I pointed out that Kashmiri Pandits have their religious monuments and symbols situated amid the areas of the majority community. If they want their separate homeland outside of majority community areas, how are they going to have access to these monuments and how are they going to protect them? My viewpoint later after years was proved correct when Sunil Shakhdar, former president of Kashmir Samiti Delhi and chairman of S K Foundation, rejected the composite township proposal. He blamed the Central Government for “embarrassing the community by arbitrarily deciding about their fate and the manner in which they would like to go back to claim their homes and hearths in Kashmir.” “We treat the proposal for separate townships with the same disdain while reserving our right to return to the Valley with honour and dignity and with our heads high,” Shakhdar said.

Mr Sanjay Tickoo, Chairman of Kashmiri Pandit Sangharsh Samiti, likewise said that “the separate zones will set a dangerous precedent.” He added, “Wherever there is a minority (community) it should live with the majority.”

I proposed to Dr Chrungoo that the best solution to this dilemma is that the Pandit brethren should return to the Valley and the majority community must open their hearts and minds to give them moral support and a sense of security.
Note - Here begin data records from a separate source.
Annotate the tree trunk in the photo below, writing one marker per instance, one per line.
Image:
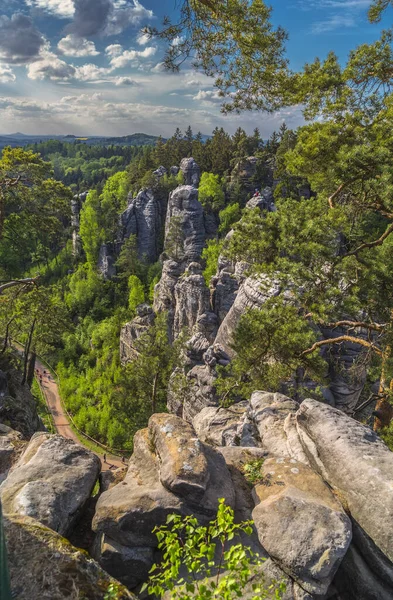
(383, 413)
(31, 369)
(7, 335)
(27, 351)
(154, 394)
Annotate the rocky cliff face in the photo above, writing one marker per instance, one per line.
(145, 218)
(316, 467)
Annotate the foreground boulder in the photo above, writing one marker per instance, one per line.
(300, 523)
(11, 446)
(170, 471)
(356, 463)
(270, 412)
(44, 565)
(51, 482)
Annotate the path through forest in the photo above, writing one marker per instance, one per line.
(51, 394)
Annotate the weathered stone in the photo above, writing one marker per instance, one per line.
(183, 465)
(145, 218)
(355, 462)
(184, 204)
(160, 172)
(11, 446)
(4, 391)
(300, 523)
(45, 566)
(128, 512)
(269, 411)
(106, 261)
(128, 565)
(108, 479)
(51, 482)
(201, 391)
(18, 410)
(192, 299)
(225, 426)
(226, 287)
(264, 200)
(191, 172)
(133, 330)
(347, 369)
(253, 293)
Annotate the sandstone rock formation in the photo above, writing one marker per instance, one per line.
(133, 330)
(145, 218)
(18, 408)
(184, 205)
(11, 446)
(191, 172)
(358, 466)
(44, 566)
(51, 482)
(300, 523)
(170, 471)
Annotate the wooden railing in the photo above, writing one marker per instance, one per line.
(114, 451)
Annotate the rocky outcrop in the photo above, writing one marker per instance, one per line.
(269, 412)
(145, 218)
(51, 482)
(348, 364)
(358, 466)
(44, 565)
(170, 471)
(253, 293)
(300, 523)
(185, 208)
(192, 299)
(226, 426)
(191, 172)
(106, 261)
(11, 446)
(133, 331)
(264, 200)
(18, 408)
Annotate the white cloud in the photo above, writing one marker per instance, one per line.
(61, 8)
(127, 14)
(128, 56)
(20, 40)
(93, 114)
(50, 66)
(114, 49)
(6, 74)
(177, 40)
(124, 81)
(143, 39)
(158, 68)
(73, 45)
(90, 72)
(333, 22)
(208, 96)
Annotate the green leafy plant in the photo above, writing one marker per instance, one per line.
(216, 567)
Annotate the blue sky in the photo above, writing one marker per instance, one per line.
(83, 67)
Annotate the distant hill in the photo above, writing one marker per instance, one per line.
(135, 139)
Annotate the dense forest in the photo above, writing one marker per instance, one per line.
(327, 251)
(74, 316)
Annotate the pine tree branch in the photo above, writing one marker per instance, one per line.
(338, 340)
(354, 324)
(377, 242)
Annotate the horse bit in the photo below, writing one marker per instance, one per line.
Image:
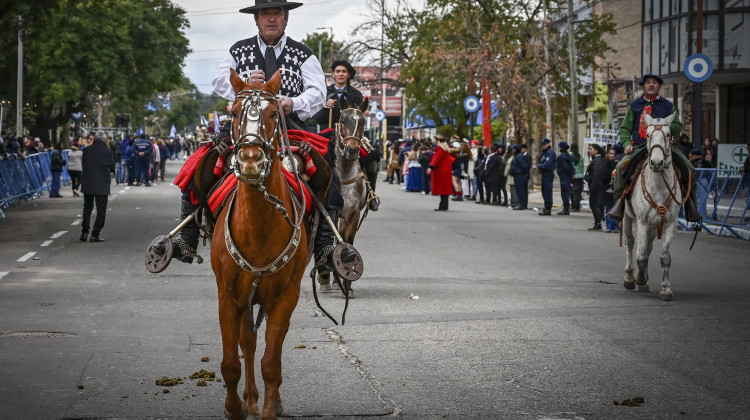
(251, 113)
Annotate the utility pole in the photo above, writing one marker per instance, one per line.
(698, 90)
(547, 100)
(19, 86)
(573, 131)
(382, 70)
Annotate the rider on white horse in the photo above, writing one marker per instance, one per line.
(633, 137)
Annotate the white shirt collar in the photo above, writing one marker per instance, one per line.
(277, 48)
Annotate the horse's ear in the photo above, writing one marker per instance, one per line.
(275, 83)
(647, 118)
(667, 121)
(236, 81)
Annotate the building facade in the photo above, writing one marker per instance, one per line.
(657, 36)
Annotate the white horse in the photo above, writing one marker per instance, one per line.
(653, 207)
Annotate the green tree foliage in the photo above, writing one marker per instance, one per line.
(125, 50)
(320, 42)
(445, 50)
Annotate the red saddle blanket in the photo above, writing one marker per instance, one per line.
(217, 198)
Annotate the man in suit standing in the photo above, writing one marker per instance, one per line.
(97, 163)
(493, 172)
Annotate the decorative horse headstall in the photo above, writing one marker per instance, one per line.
(667, 152)
(344, 136)
(251, 130)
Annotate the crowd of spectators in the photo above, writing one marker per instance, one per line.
(499, 175)
(12, 147)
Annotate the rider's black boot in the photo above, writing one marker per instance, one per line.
(617, 209)
(692, 214)
(186, 240)
(325, 242)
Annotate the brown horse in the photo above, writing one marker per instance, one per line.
(262, 258)
(354, 188)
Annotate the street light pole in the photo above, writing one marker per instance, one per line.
(573, 132)
(19, 85)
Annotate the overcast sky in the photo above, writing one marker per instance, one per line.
(216, 25)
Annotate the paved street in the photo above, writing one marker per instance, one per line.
(517, 317)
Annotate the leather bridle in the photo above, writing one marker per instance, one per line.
(356, 133)
(252, 112)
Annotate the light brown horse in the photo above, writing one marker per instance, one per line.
(263, 254)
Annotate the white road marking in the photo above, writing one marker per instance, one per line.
(27, 256)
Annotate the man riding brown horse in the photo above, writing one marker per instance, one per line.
(301, 95)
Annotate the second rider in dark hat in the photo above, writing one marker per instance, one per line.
(343, 73)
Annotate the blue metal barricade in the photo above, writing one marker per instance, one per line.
(24, 179)
(723, 200)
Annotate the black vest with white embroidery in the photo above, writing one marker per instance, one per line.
(248, 57)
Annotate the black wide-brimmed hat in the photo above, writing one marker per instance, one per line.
(653, 76)
(268, 4)
(346, 64)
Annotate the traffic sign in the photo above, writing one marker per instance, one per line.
(698, 68)
(471, 103)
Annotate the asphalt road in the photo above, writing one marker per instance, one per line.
(517, 317)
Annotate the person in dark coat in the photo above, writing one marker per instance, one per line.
(546, 166)
(479, 174)
(370, 164)
(97, 164)
(493, 172)
(424, 158)
(440, 171)
(343, 73)
(597, 176)
(57, 162)
(143, 150)
(685, 145)
(519, 167)
(503, 178)
(575, 205)
(566, 172)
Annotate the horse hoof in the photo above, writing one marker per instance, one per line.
(351, 294)
(279, 408)
(245, 411)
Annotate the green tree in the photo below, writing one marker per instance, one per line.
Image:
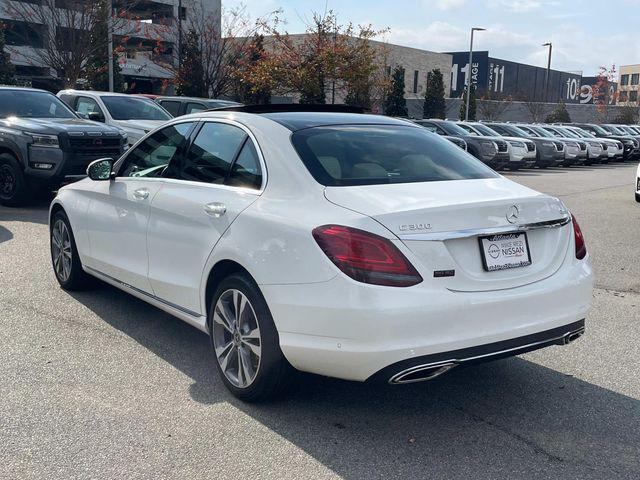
(434, 104)
(472, 104)
(246, 90)
(190, 74)
(559, 115)
(7, 70)
(627, 116)
(96, 69)
(395, 104)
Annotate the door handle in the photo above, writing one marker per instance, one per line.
(141, 194)
(215, 209)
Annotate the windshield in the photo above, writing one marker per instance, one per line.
(568, 133)
(484, 130)
(529, 131)
(347, 155)
(540, 131)
(452, 129)
(599, 129)
(516, 131)
(614, 130)
(470, 130)
(31, 104)
(134, 108)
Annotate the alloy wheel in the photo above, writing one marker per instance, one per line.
(7, 181)
(236, 338)
(61, 250)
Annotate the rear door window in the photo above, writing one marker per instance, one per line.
(213, 152)
(171, 106)
(348, 155)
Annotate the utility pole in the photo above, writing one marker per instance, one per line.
(110, 42)
(546, 83)
(470, 70)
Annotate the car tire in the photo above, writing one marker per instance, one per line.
(247, 353)
(65, 260)
(14, 190)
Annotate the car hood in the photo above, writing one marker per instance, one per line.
(54, 126)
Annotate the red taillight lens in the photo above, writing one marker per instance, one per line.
(581, 248)
(366, 257)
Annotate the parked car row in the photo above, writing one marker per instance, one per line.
(515, 146)
(46, 140)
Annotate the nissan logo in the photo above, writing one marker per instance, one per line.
(512, 214)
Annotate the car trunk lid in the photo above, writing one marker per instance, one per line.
(441, 223)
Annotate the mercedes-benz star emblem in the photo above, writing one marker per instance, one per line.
(512, 214)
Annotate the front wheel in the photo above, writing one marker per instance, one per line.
(245, 341)
(13, 186)
(64, 255)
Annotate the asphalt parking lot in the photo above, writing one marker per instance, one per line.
(100, 385)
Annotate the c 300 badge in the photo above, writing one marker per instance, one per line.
(415, 227)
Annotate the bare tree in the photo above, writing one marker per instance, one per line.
(65, 27)
(537, 110)
(222, 48)
(493, 109)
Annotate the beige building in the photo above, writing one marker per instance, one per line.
(628, 85)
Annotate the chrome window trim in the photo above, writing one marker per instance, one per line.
(473, 232)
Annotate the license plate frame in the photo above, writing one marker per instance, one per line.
(505, 251)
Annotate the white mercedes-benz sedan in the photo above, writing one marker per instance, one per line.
(349, 245)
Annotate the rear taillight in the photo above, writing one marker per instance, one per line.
(366, 257)
(581, 248)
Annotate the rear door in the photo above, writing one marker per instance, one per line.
(118, 212)
(221, 175)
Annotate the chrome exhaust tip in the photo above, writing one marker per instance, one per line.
(573, 336)
(422, 373)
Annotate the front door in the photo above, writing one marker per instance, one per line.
(118, 212)
(219, 178)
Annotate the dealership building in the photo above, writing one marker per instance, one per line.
(145, 67)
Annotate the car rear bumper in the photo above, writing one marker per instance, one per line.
(431, 366)
(349, 330)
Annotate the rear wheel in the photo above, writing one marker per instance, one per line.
(245, 341)
(64, 255)
(13, 186)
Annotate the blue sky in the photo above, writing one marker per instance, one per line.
(585, 34)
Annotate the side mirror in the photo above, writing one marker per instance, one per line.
(100, 170)
(95, 116)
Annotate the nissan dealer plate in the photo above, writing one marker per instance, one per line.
(509, 250)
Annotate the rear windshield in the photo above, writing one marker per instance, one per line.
(30, 104)
(134, 108)
(347, 155)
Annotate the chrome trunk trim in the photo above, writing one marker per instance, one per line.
(474, 232)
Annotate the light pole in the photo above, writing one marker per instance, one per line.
(470, 69)
(179, 33)
(110, 42)
(546, 83)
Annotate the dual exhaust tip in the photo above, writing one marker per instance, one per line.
(423, 373)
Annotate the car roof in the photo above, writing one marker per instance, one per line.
(23, 89)
(196, 99)
(300, 120)
(72, 91)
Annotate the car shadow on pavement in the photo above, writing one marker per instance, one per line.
(508, 419)
(38, 213)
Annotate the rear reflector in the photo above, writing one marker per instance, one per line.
(581, 248)
(366, 257)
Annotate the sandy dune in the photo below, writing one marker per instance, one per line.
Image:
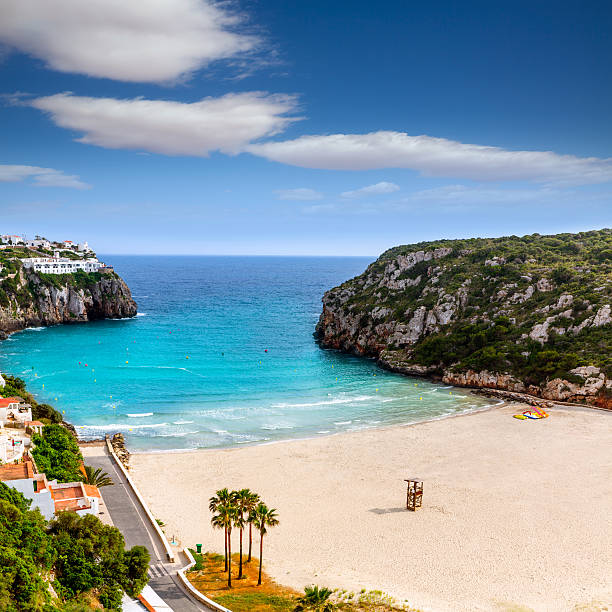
(516, 516)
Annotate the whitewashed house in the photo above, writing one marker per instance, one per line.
(32, 486)
(51, 497)
(14, 410)
(61, 265)
(12, 239)
(39, 243)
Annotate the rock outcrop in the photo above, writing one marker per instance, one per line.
(524, 315)
(31, 300)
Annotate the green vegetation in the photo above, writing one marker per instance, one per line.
(96, 477)
(317, 599)
(80, 556)
(237, 509)
(57, 454)
(497, 290)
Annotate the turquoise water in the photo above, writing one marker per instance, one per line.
(221, 353)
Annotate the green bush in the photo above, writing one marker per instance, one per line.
(57, 454)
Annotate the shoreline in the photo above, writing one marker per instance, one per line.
(467, 412)
(498, 522)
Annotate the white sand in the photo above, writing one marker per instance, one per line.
(516, 514)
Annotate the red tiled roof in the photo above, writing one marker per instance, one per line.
(64, 493)
(6, 401)
(92, 490)
(72, 505)
(16, 472)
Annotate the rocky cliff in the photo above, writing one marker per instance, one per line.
(529, 315)
(28, 299)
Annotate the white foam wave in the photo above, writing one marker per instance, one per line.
(120, 426)
(332, 402)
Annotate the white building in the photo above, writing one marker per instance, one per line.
(39, 243)
(51, 497)
(61, 265)
(12, 239)
(14, 410)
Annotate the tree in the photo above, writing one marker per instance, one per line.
(225, 519)
(252, 503)
(57, 454)
(315, 598)
(136, 562)
(244, 501)
(263, 517)
(97, 477)
(223, 497)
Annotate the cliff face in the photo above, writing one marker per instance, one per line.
(32, 300)
(527, 314)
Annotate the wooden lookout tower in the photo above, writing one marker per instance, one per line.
(414, 494)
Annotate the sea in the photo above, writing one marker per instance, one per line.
(221, 353)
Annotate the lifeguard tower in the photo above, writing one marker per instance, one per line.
(414, 494)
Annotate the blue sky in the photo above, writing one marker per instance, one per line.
(307, 127)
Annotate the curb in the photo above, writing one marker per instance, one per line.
(160, 533)
(192, 590)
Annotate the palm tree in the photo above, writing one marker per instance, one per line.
(252, 502)
(223, 497)
(263, 517)
(243, 500)
(315, 598)
(224, 519)
(97, 477)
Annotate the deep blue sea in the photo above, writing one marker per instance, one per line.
(221, 353)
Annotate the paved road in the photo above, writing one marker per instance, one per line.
(129, 518)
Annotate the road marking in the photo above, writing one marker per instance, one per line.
(157, 571)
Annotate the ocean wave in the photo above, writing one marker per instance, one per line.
(332, 402)
(121, 426)
(180, 434)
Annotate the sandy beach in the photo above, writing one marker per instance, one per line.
(517, 515)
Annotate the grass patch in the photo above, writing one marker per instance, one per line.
(245, 595)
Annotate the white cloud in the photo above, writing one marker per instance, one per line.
(42, 177)
(301, 193)
(378, 188)
(125, 40)
(436, 157)
(224, 124)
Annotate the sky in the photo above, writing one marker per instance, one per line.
(309, 127)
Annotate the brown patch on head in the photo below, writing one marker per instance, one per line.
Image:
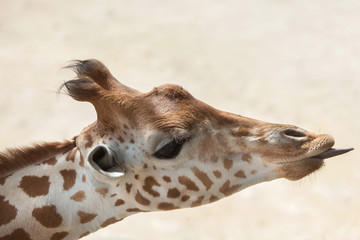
(246, 157)
(17, 234)
(108, 222)
(203, 177)
(102, 191)
(119, 202)
(8, 211)
(71, 155)
(173, 193)
(35, 186)
(166, 206)
(69, 177)
(79, 196)
(52, 161)
(149, 182)
(141, 199)
(16, 158)
(128, 187)
(217, 174)
(86, 217)
(59, 235)
(88, 140)
(228, 164)
(207, 144)
(227, 190)
(47, 216)
(188, 183)
(198, 201)
(167, 179)
(240, 174)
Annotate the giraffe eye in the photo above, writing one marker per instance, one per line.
(170, 150)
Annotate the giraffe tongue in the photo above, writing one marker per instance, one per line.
(332, 152)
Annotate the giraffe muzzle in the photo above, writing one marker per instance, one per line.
(332, 152)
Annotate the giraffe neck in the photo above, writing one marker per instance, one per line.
(36, 200)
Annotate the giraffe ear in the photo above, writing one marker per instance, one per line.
(92, 77)
(106, 162)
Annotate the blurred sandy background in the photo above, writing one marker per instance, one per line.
(281, 61)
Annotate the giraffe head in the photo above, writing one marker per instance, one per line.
(170, 150)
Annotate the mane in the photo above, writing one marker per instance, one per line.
(13, 159)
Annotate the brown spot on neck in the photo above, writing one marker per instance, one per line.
(35, 186)
(88, 141)
(8, 211)
(2, 179)
(141, 199)
(47, 216)
(240, 174)
(84, 234)
(51, 161)
(69, 177)
(166, 206)
(81, 163)
(185, 198)
(188, 183)
(16, 158)
(149, 182)
(227, 190)
(86, 217)
(79, 196)
(167, 179)
(128, 187)
(59, 235)
(102, 191)
(228, 164)
(246, 157)
(198, 201)
(173, 193)
(119, 202)
(213, 198)
(217, 174)
(108, 222)
(71, 155)
(17, 234)
(203, 177)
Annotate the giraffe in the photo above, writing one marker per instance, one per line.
(154, 151)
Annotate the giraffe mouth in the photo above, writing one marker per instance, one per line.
(332, 152)
(298, 169)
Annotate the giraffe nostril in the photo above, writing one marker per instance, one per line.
(294, 133)
(101, 156)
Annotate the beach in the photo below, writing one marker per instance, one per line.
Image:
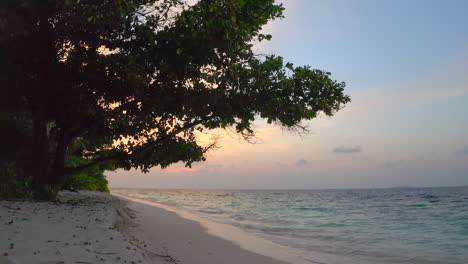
(93, 227)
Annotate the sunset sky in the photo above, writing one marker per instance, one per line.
(406, 68)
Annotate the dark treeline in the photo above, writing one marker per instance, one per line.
(94, 85)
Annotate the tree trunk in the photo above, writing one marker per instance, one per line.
(58, 168)
(40, 159)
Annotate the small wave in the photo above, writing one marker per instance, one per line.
(415, 205)
(211, 212)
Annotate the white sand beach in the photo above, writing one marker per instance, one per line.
(92, 227)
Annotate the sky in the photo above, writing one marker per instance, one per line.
(406, 68)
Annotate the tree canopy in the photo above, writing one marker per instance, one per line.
(129, 82)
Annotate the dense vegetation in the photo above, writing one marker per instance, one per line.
(89, 85)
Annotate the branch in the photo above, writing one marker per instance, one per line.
(146, 147)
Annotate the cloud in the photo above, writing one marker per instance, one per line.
(462, 151)
(301, 163)
(347, 150)
(451, 81)
(181, 169)
(396, 163)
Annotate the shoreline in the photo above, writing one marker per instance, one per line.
(93, 227)
(205, 241)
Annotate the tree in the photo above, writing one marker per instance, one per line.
(133, 80)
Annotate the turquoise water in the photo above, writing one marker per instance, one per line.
(426, 225)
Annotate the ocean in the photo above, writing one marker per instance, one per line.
(365, 226)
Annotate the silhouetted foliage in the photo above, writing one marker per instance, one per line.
(133, 80)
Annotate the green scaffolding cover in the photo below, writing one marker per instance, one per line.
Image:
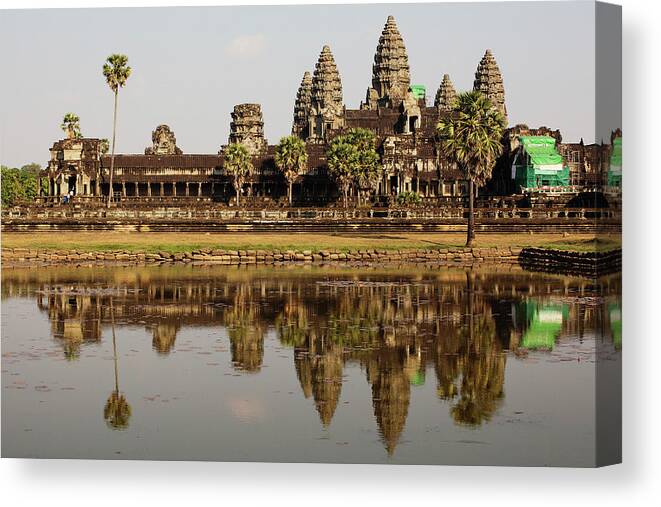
(419, 91)
(541, 150)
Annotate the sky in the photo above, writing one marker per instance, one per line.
(191, 65)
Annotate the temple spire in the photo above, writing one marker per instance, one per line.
(390, 73)
(489, 81)
(302, 106)
(446, 95)
(327, 108)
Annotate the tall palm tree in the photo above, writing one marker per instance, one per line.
(292, 159)
(238, 164)
(71, 126)
(116, 71)
(471, 137)
(342, 158)
(368, 171)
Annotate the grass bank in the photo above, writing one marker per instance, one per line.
(101, 241)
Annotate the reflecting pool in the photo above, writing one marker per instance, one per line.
(376, 365)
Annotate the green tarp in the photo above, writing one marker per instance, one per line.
(419, 91)
(541, 150)
(616, 155)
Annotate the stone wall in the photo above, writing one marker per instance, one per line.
(454, 256)
(580, 263)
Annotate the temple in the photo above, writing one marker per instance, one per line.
(395, 110)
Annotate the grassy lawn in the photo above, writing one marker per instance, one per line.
(186, 242)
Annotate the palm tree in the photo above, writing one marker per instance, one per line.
(471, 137)
(238, 164)
(292, 159)
(71, 126)
(342, 158)
(116, 71)
(368, 171)
(104, 145)
(353, 160)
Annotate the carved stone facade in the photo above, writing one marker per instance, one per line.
(74, 167)
(163, 142)
(395, 111)
(446, 95)
(390, 73)
(489, 81)
(326, 107)
(302, 107)
(247, 128)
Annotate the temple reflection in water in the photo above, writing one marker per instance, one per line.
(398, 326)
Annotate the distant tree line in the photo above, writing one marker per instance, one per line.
(19, 184)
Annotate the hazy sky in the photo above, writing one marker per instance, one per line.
(191, 65)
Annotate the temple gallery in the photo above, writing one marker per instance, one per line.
(402, 118)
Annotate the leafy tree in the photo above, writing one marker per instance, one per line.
(471, 138)
(71, 126)
(116, 71)
(292, 159)
(238, 164)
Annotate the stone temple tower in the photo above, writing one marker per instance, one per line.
(302, 107)
(326, 107)
(489, 81)
(247, 128)
(390, 73)
(446, 95)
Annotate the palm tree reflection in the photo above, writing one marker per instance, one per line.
(117, 410)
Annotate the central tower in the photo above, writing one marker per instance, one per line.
(326, 107)
(391, 76)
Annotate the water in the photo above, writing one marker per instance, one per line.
(408, 365)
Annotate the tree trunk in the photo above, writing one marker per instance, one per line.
(112, 153)
(471, 218)
(114, 344)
The rights and culture of Kashmiri Pandits must be respected and protected at all costs. While I was leaving the hotel room, Dr Chrungoo told me that I must meet with his colleague who stays at the same hotel and who has also come from Srinagar. He called his colleague to come to the room who turned out to be one of the best-known journalists in Kashmir – Yusuf Jameel – who has received so many international awards, including “The International Press Freedom Award” from “Committee to Protect Journalists.” We spend a few more minutes together before saying goodbye to my compatriots – one Muslim and the other a Hindu (Pandit).

Now, let us listen to the saner elements of the Indian public square about the real situation in Kashmir and a possible way forward. Pratap Bhanu Mehta, a contributing editor to the Indian Express published “Sinking Valley” on April 15, 2017, “The roots of the Kashmir problem are deep, and the point should not be to gloat at one government’s failure. The deep gulf between what the Indian state wants and what Kashmiris in the Valley want has always been unbridgeable…It’s a fool’s errand to think that coercion alone will win India Kashmir….for the moment, Kashmir has been lost on Modi’s watch.”

And former Indian Army Chief, General Ved Prakash Malik spoke to Sandip Dighe of the Times of India on April 25, 2017, “It is not solely the task of the Indian army. Conflict resolution has to be done at the political level. A political solution is the final solution.”

Kashmiri leadership has all along suggested that there is no military solution to the Kashmir problem. It is a political conflict and needs to be resolved through peace tripartite negotiations between the Governments of India and Pakistan and the Kashmiri political resistance leadership.

The writer is the Chairman (Washington-based World Forum for Peace and Justice).